Does electronic learning (eLearning) threaten to displace the teacher? This question emerged at an international conference held in Nairobi last week, attended by 1,400 people from 88 countries. The latest in information communication technology (ICT) with a focus on education, training and development was showcased.
eLearning makes use of computers, radio or television in addition to books and classes. It ranges from single users to group learning in class. Students are able to talk on-line and exchange ideas. It is participatory and allows the sharing of learning material between networked users.
The format helps to reinforce what has been learnt through the use of graphics and pictures. Students can hear sound and practise on their own. The greatest advantage of eLearning is that users can learn at their own pace. The New Partnership for Africa's Development (NEPAD) is encouraging countries to adopt eLearning.
Jenny Cole of South African-based NetLearn tried to dispel fears that the method will eventually render teachers jobless. "eLearning does not take the teacher out of the classroom. You need a teacher to drive e-Learning," she observed.
John Matogo, a lecturer at Kenya's Strathmore University, said eLearning complements the work of teachers. "eLearning facilitates the provision of extra material on-line. Sometimes it is impossible to give personal attention to students, so they can send questions on-line and communicate with other students."
Kenyan education minister George Saitoti said at the opening of the conference that the ICT method of education was cost effective compared to the current modes of teaching used in schools. "With eLearning, one teacher can reach many learners through video conferencing and other modes."
But Chris Smith, a lecturer at the UK-based University of Bolton, said African teachers risked being made irrelevant by the adoption of e-Learning unless they were trained in the field.
When it comes to other areas, eLearning has reaped some fruits. NetLearn supplies its services to the long-distance University of South Africa (UNISA) and currently deals with 14,000 students. "We are having great successes with the International Computer Driving Licence (ICDL)," said Cole.

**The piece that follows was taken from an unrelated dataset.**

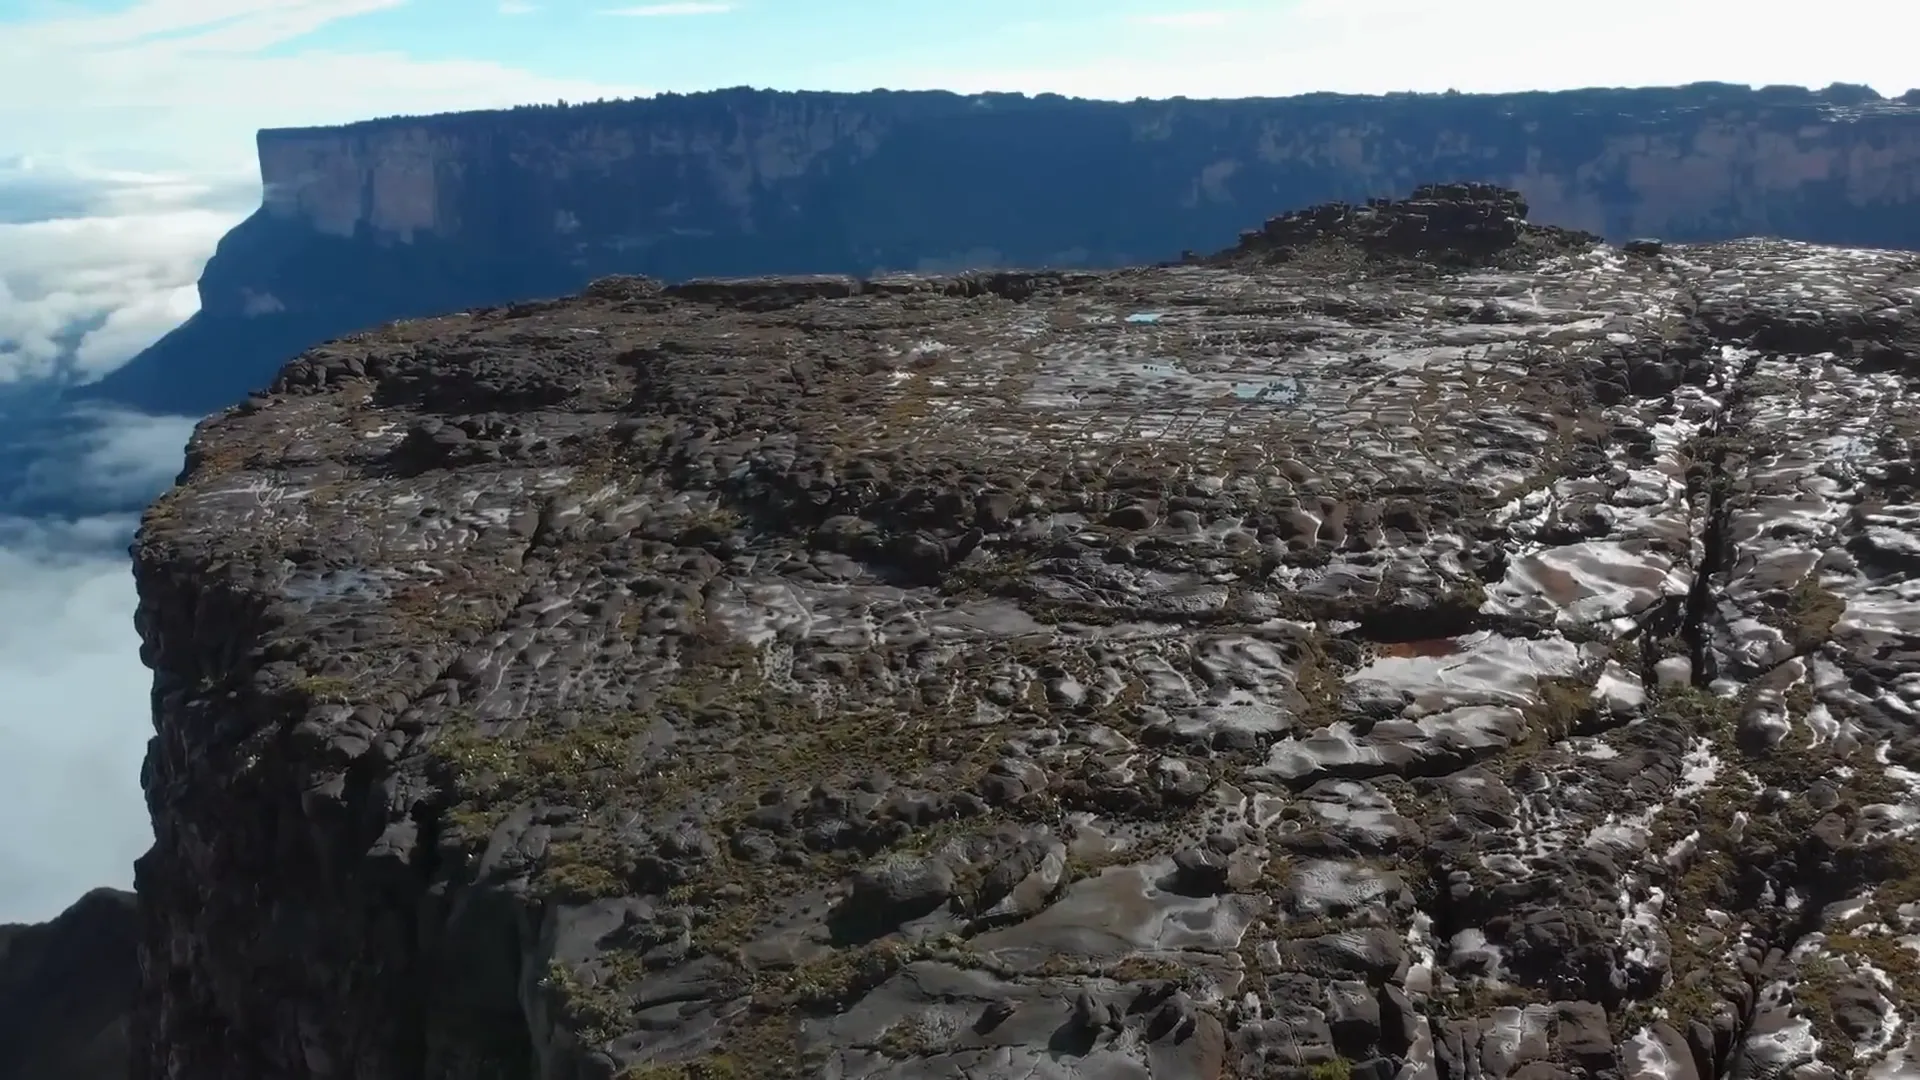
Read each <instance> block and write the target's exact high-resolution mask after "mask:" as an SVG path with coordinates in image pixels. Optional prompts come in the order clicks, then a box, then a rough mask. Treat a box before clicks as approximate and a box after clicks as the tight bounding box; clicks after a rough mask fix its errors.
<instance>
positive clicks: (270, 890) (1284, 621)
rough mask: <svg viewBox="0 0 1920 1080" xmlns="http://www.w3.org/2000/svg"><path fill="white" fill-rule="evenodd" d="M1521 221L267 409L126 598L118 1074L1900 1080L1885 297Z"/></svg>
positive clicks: (1913, 994) (1900, 964)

"The technology is improving. Our accomplishments come from having a mixed approach, blending books, eLearning and workshops," added Cole. UNISA is looking at rolling out ICDL to other faculties.

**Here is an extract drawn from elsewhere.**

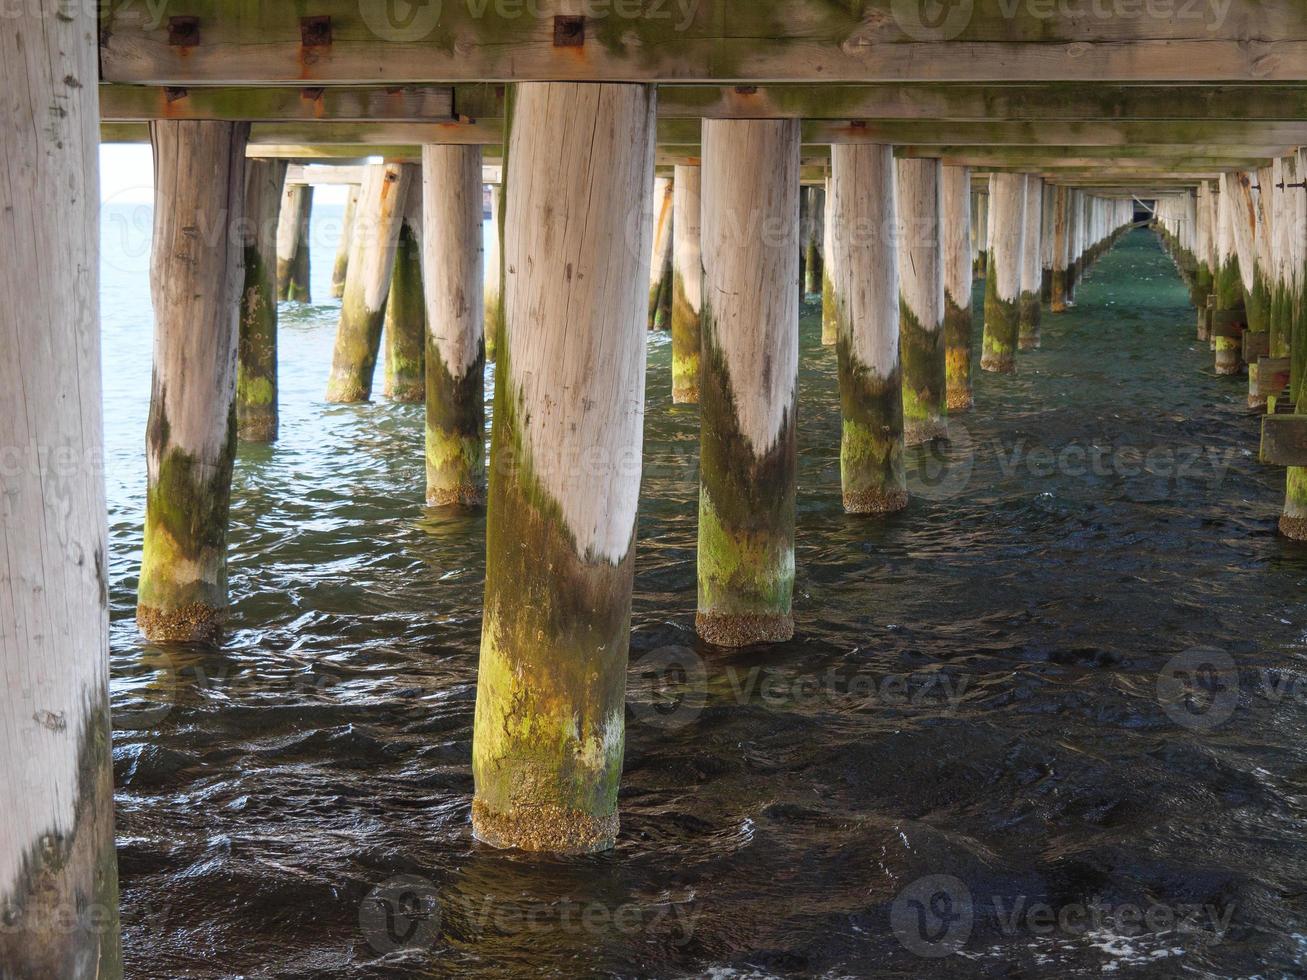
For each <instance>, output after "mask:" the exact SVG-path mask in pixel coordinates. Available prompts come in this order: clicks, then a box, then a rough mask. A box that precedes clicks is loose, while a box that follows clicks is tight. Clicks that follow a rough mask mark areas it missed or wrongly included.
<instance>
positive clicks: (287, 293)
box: [277, 184, 314, 303]
mask: <svg viewBox="0 0 1307 980" xmlns="http://www.w3.org/2000/svg"><path fill="white" fill-rule="evenodd" d="M312 210H314V188H312V186H311V184H288V186H286V188H285V195H284V197H282V200H281V217H280V220H278V223H277V299H288V301H290V302H294V303H310V302H312V295H311V290H310V287H308V274H310V269H308V257H310V256H308V253H310V247H308V246H310V242H308V226H310V222H311V221H312Z"/></svg>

The health department in KwaZulu Natal, one of South Africa's provinces, wants over 3,000 health workers in the seaside city of Durban to be provided with the latest treatment information, including on HIV/AIDS, through an interactive health education project.
The educational material in the project is being created by the nurses themselves, to be shared on-line with professional peers. Peggy Nkonyeni, the provincial health minister, has a long-term vision of nurses and other health workers using the programme to support their professional development.

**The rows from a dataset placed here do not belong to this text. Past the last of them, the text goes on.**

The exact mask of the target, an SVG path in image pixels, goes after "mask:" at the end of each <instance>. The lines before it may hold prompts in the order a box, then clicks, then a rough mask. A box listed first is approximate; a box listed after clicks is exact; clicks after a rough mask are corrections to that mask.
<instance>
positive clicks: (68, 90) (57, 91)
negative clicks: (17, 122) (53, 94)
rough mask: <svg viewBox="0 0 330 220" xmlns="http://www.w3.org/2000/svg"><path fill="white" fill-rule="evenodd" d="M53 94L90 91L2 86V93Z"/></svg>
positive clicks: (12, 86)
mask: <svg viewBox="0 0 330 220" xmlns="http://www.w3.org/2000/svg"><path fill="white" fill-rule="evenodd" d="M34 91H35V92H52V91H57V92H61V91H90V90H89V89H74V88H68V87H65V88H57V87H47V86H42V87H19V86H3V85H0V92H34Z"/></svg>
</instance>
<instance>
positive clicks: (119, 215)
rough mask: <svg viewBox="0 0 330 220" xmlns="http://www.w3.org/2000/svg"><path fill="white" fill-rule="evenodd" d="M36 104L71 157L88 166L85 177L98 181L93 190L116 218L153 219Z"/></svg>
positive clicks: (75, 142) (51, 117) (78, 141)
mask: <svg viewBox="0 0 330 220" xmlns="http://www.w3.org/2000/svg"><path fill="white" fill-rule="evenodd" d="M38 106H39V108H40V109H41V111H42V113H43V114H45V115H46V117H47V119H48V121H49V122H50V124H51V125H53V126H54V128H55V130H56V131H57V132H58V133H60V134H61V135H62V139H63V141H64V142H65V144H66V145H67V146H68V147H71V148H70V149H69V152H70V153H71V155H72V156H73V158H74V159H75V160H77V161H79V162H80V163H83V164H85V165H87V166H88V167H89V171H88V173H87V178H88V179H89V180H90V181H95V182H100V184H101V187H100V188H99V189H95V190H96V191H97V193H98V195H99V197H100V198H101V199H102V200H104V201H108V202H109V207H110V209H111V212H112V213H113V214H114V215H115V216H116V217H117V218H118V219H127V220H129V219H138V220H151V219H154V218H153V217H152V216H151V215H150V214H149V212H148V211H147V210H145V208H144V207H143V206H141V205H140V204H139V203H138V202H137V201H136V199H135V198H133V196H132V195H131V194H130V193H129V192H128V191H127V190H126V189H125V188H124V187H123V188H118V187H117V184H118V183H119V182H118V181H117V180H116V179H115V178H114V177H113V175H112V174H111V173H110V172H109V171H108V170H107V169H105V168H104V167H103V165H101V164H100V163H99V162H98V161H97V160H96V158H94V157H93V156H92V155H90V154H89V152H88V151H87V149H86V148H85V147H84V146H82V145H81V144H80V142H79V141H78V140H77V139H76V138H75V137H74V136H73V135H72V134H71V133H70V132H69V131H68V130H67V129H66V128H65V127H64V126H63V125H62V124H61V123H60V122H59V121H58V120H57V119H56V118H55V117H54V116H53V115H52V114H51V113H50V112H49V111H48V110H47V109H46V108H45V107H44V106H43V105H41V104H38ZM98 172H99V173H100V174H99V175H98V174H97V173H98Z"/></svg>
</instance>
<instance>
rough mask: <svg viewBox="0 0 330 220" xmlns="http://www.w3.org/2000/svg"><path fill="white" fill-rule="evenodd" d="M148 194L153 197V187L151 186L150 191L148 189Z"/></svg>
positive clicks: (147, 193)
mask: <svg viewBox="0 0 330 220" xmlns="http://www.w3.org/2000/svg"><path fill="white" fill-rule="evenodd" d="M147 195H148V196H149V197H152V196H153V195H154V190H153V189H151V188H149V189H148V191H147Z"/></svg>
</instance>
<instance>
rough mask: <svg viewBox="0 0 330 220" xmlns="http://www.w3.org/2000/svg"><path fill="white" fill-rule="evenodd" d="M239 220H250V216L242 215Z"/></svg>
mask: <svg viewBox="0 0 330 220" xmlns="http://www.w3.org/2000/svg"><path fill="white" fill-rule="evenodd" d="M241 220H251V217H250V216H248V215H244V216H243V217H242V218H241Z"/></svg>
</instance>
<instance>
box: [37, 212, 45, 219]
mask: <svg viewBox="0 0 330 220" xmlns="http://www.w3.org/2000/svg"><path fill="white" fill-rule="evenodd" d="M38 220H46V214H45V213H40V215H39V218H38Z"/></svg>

Strides have been made in the NEPAD e-schools initiative. The project was initiated in secondary schools with the aim of reaching young Africans and enabling them participate in "the global information society and knowledge economy".
A key output expected from the project is to impart ICT skills to young Africans in primary and secondary schools and to harness ICT to improve and expand education in African schools.
Countries which have embraced eLearning by participating in the NEPAD initiative include Algeria, Burkina Faso, Cameroon, Gabon, Ghana, Mali, Mauritius, Nigeria, Rwanda, South Africa, Uganda, Mozambique, Egypt and Lesotho.
Six schools from each participating country were selected for the demonstration project. The pilot phase has successfully been concluded. The schools have been equipped with computer laboratories, networking facilities and internet access.
The next phase will involve getting partners to equip secondary schools with ICT infrastructure and training stakeholders on how to implement eLearning in schools.
For some participants, like Zambia's education minister Geoffrey Lungwangwa, the digital divide between Africa and developed countries can be bridged by embracing eLearning.
Emmanuel Odhiambo of Computer Networks Company which provides eLearning in 13 African countries noted the high cost of equipment as well as lack of local expertise. "When machines break down after we are gone, there is no one to repair them."
Building capacity to reach the remotest parts was cited as a challenge by speakers from Uganda, Nigeria and Ghana.
Ghana's deputy minister for education, Kwame Amporfo Twumasi, advised African countries to develop their own eLearning curriculum to suit the African situation.
Maria Levy of Eduvision, a South African education ICT company, said her company was developing software that would digitize textbooks and make them available to schools across Africa.
"We will digitize school textbooks and use a satellite network to relay the contents to students. All a student will need is an aerial and a server," she said. The Kenya Institute of Education is also in the process of digitizing the school curriculum to lay the groundwork for learning and teaching using ICT.